To Bang or Not to Bang?
BEAUTY
Victoria Guillou
10/21/2024
© Colonne / Pinterest
I’ve found myself in a situation I’ve encountered multiple times before. It’s Sunday morning, the kind where the sun tries to break through the clouds but ends up just feeling confused, much like my emotional state. I’m bored—probably in my luteal phase—and suddenly, a familiar wave of self-loathing washes over me. The reflection in the mirror is hideous to my eyes, and the only logical conclusion is this: I should cut my own bangs. Like it’s a miraculous idea sent from the hair gods themselves.
So, armed with a pair of scissors and a cocktail of desperation and creativity, I dive in. The result? A bold statement, or rather, a poorly executed statement. But I love it! In my post-haircut euphoria, I manage to style it perfectly—a miracle in itself. I strut around the apartment like I’m a runway model, convinced that I’m the epitome of cool. But come Monday morning, as I step into my bathroom, reality crashes in. I catch a glimpse of myself in the mirror, and with that horrifying thought—“Why the hell did I do this?”—I realize the truth: I’ve signed myself up for a four-month waiting period until I can grow out this accidental fringe.

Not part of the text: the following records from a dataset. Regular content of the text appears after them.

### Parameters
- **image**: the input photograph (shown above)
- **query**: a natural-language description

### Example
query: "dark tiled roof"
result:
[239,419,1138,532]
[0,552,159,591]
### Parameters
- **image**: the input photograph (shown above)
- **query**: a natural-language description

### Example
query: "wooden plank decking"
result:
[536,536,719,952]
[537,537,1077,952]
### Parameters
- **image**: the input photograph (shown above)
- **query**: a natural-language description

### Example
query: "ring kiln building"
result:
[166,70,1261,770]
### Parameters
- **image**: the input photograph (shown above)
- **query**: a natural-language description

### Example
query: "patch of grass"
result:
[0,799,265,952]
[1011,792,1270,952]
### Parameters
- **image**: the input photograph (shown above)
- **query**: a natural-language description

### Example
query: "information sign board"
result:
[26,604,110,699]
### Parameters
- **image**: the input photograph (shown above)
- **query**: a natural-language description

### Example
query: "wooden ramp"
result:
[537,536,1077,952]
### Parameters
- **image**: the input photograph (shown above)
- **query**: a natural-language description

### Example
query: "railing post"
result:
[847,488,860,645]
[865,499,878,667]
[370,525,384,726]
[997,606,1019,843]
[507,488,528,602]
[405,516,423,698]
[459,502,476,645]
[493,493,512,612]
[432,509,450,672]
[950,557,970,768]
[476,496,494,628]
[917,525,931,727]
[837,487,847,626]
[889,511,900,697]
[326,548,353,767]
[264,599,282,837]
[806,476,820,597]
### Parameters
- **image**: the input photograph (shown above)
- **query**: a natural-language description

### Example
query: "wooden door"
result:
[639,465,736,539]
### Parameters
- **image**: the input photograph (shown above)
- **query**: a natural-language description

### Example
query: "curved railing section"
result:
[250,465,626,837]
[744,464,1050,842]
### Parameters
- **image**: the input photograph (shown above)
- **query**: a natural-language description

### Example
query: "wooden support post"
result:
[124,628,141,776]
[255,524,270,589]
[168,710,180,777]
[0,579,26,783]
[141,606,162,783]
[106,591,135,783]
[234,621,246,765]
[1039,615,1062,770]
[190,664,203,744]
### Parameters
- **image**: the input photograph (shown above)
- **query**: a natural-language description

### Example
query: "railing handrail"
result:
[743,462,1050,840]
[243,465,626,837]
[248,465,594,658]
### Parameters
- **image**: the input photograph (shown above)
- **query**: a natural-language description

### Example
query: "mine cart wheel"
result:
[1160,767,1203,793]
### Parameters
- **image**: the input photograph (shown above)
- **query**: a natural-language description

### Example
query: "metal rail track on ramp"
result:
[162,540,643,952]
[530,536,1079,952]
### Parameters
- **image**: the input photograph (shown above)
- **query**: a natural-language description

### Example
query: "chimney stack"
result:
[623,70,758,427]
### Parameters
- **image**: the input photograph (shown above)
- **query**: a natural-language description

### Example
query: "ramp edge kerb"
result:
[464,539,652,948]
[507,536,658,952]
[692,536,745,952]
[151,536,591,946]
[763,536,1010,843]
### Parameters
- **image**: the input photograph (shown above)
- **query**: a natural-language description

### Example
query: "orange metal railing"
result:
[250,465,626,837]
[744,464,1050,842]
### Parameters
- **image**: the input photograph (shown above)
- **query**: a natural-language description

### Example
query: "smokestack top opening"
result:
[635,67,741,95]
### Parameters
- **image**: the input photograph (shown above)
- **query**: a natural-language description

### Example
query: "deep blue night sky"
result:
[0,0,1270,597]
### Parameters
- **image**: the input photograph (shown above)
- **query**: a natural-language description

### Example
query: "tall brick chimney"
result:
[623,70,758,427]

Are you familiar with this hair dilemma? I thought so. Because here’s the kicker: my bangs have fully grown out, yet I still find myself drawn to the idea of chopping them off again. It begs the question—why are we so irresistibly attracted to bangs?
The Allure of Bangs
Bangs are like a siren call, luring us in with promises of transformation and reinvention. They’re a beauty chameleon, capable of evoking the sultry, edgy vibe of Brigitte Bardot or the quirky charm of Zooey Deschanel. Bangs have the magical ability to frame our faces and make us feel like we’ve stepped into an entirely different persona. It’s as if with one snip, we can redefine who we are or at least how we feel about ourselves in that moment.
The Commitment Factor
But let’s not sugarcoat it: bangs require commitment. Regular trims, the daily styling ritual, and the sheer horror of a bad haircut can leave us feeling like we’ve just walked out of a horror film. There’s nothing quite like the panic of that in-between stage, where we’re left wondering why we didn’t heed the wisdom of our friends who said, “Just don’t do it!” And yet, the growing-out phase brings its own trials. I once believed that waiting for my bangs to grow out was akin to watching paint dry—agonizing and full of regret. All the while, I’m left grappling with the question: why did I think bangs would solve my existential crisis?
The Cycle of Bangs
Despite the trials, I find myself in this cyclical relationship with bangs. They embody the kind of whimsical charm that beckons to my soul, a siren song whispering, “Just one more time!” And there’s something enchanting about that moment of impulsive transformation, even if it ends in hair-raising regret. Perhaps it’s the notion of change we crave—the ability to reinvent ourselves at a moment’s notice. Or maybe it’s a touch of nostalgia, longing for the carefree days of youth when we believed we could change the world with a fresh haircut.
A Final Thought
In the end, whether you choose to embrace the fringe or let it go, remember this: hair grows back, and sometimes the best adventures arise from a little chaos. So, the next time you find yourself staring at your reflection, pondering the allure of bangs, just know you’re not alone. We’ve all been there, contemplating a little snip that could lead to a big change. And who knows? Maybe this time, it’ll be the haircut of your dreams—or at the very least, a story worth telling.